3. | Accordingly, following and conditioned upon the consummation of the transactions described in paragraphs 1 and 2 above, the Company, at any time when, in accordance with Article 17 of the Leo Governing Documents, the Class B Shares convert to Class A Shares, shall not issue to holders of Class B Shares any Class A Shares the entitlement to which has been waived in accordance with paragraph 3 above. |
The Sponsor hereby represents and warrants to the Company as of the date hereof as follows:
(i) The Sponsor owns free and clear of all Encumbrances 4,910,000 shares of Leo Common Stock.
(ii) There are no voting trusts, proxies, partnership or other Contracts with a limited partner or general partner of the Sponsor, investors’ rights Contracts, right of first refusal orco-sale Contracts, or registration rights Contracts or other agreements or understandings to which the Sponsor is bound with respect to voting of any equity interest of the Sponsor.

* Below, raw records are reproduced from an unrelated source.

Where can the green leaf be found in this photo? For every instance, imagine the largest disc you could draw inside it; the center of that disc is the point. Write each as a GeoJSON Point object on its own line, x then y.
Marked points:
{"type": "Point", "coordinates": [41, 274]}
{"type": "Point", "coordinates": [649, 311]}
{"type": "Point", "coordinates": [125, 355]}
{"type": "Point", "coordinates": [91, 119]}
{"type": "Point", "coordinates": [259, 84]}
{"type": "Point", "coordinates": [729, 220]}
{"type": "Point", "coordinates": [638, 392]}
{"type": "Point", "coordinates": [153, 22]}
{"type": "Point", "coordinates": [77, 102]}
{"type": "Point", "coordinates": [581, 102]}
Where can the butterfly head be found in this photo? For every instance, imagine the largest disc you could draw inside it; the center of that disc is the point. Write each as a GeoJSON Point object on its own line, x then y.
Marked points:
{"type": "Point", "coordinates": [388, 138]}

(iii) The Sponsor has all requisite power and authority to execute and deliver this Letter Agreement and to consummate the transactions contemplated hereby and to perform all of its obligations hereunder. The execution and delivery of this Letter Agreement have been, and the consummation of the transactions contemplated hereby has been, duly authorized by all requisite action by the Sponsor. This Letter Agreement has been duly and validly executed and delivered by the Sponsor and, assuming this Letter Agreement has been duly authorized, executed and delivered by the other party hereto, this Letter Agreement constitutes, and upon its execution will constitute, a legal, valid and binding obligation of the Sponsor enforceable against it in accordance with its terms.
Sections 10.3, 10.4, 10.5, 10.6, 10.7, 10.9, 10.10, 10.11 and 10.12 of the Business Combination Agreement are incorporated by reference herein. Queso shall be an express third-party beneficiary to this Letter Agreement, and shall be entitled to the rights and benefits hereunder and may enforce the provisions hereof as if it were a party hereto. This Letter Agreement shall terminate, and have no further force and effect, if the transactions contemplated by the Business Combination Agreement (other than those contemplated by paragraphs 1 to 3 of this Letter Agreement above) are not consummated or the Business Combination Agreement is validly terminated in accordance with its terms prior to the Effective Time. This Letter Agreement may be executed in two (2) or more counterparts (including by electronic means), all of which shall be considered one and the same agreement and shall become effective when signed by each of the parties and delivered to the other party, it being understood that both parties need not sign the same counterpart.